The tourism sector is poised to reap the benefits too. The Coronation will attract people from far and wide to witness the unique occasion. VisitBritain reports that flight bookings for May from US citizens are already 10% higher now than in 2019. Using official Office for National Statistics (ONS) data, Cebr estimates that this will add £44 million in spending from US visitors to the UK economy in May 2023. Assuming that global visitors show as much interest in the Coronation as Americans, this figure would rise to £233 million.

This rise in visitors for the Coronation will not only boost spending, but also support an important sector of the UK economy. Cebr’s research for ABTA showed before the pandemic tourism in the UK supported 1.5 million people or around 4.8% of total employment, while inbound tourism directly generated an estimated £10bn in Gross Value Added (GVA) contributions across one year. More recently though, tourism has lagged pre-pandemic levels. The latest data from the ONS show visits to the UK from overseas residents were down 8.9% or 917,000 in Q4 2022 compared to Q4 2019. The Coronation should help reignite the spark for the sector, helping support jobs and activity over the summer.  

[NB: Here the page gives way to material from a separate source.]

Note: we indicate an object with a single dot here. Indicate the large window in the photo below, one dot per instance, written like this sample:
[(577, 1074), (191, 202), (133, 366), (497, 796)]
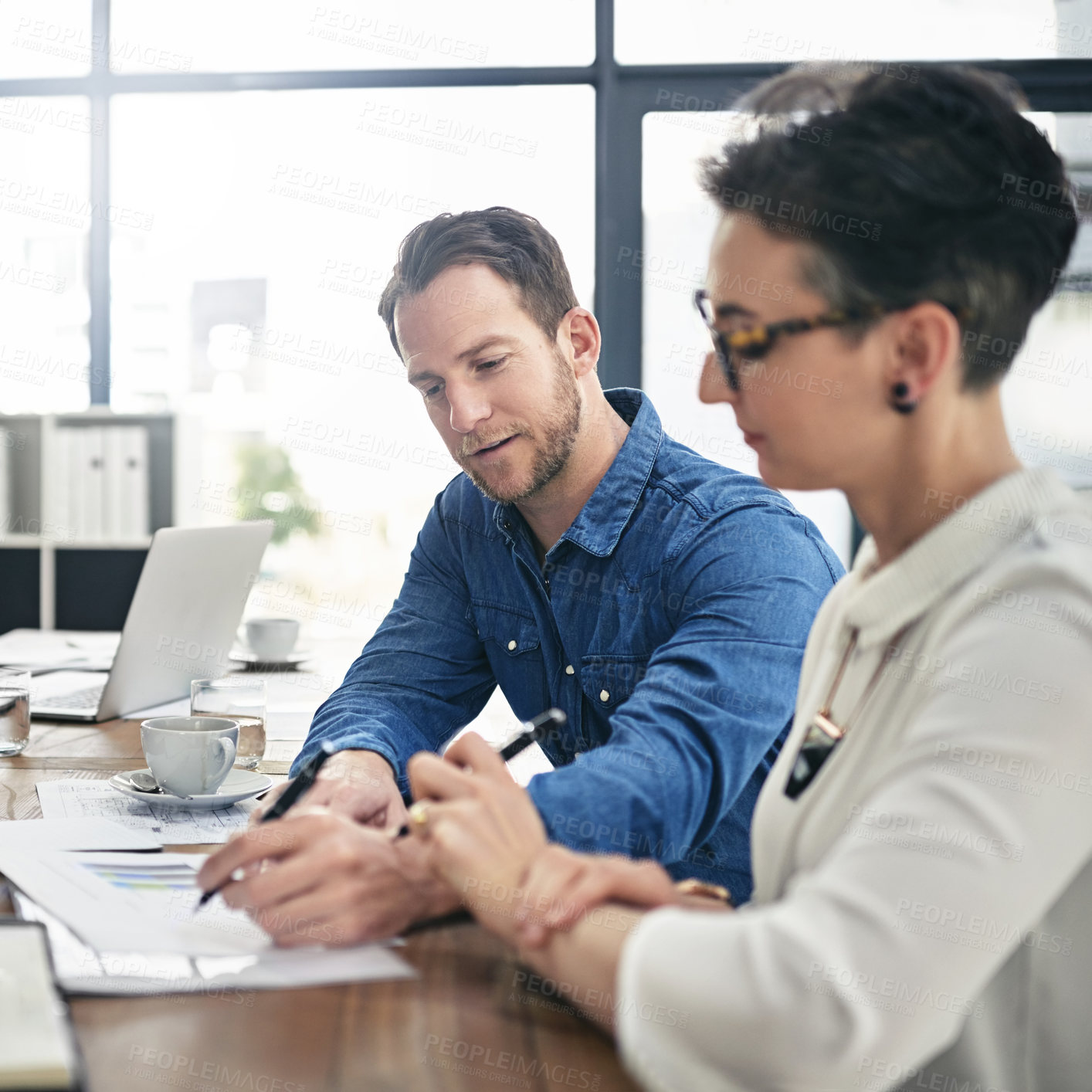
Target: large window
[(202, 202)]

Of course, the flip side to a bank holiday (from an economic perspective) is that a large segment of the population won’t be working. The ONS speculates that around half of the 0.6% monthly contraction in GDP last September could be attributed to the one less trading day induced by the funeral of Queen Elizabeth II. Importantly though, this period saw no typical bank holiday shift towards leisure and tourism activities, due to the mourning period and widespread nature of business closure. So any impact on output would certainly be less pronounced this time around.

Besides, any initial negative impact from an extra day off could very well be made up by some workers and businesses over the course of the year. A recent UK-wide study of over 60 companies trailed a four-day working week between June and December last year. The results showed that most employers saw productivity levels maintained, while staff retention and well-being were boosted. Our own figures from a previous Forecasting Eye. estimated a four-day week could even boost productivity, though this was heavily dependent on the sector. With three bank holidays in May, the UK might be unwittingly undergoing its own trial of the four-day working week.